If your industry relies on the use of toxic chemicals in its processes, you're required to comply with the OSHA Process Safety Management Standard (PSM) unless you are in an exempt industry. Here's a brief overview of the requirements.
OSHA has developed a list of toxic chemicals and the quantities of them that fall under the standard. If your company uses any of those chemicals at at least the minimum quantity they've established, then you must meet the PSM standard. Also, if your business uses 10,000 pounds or more of flammable liquids or gases, you must comply with the standard.
OSHA defines a "process" as any activity involving a highly toxic chemical including using, storing, manufacturing, handling, or moving any such chemical on site.
The standard calls for each of the businesses for whom it applies to conduct a hazard assessment of the workplace and establish a system for addressing workplace hazards that includes prevention, mitigation, and emergency responses.

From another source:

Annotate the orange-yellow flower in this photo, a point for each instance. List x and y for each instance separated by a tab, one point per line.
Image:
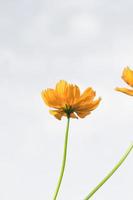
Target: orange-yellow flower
127	76
67	100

The development of written safety information identifying chemical and process hazards, as well as the equipment and technology used in the process is also required through the standard. In addition, there must be written procedures for chemical processes and employees must be trained in these procedures.
The standard requires the evaluation of the mechanical integrity of the equipment used in chemical processes.
OSHA believes that the processes of the business should be assessed by a team with expertise in engineering and process operations, and should include at least one employee who is familiar with the processes used.
The hazard analysis should be completed at least once every five years, OSHA explains, with the results kept on file and made available to the administration. Files should be kept for the entire lifespan of the process.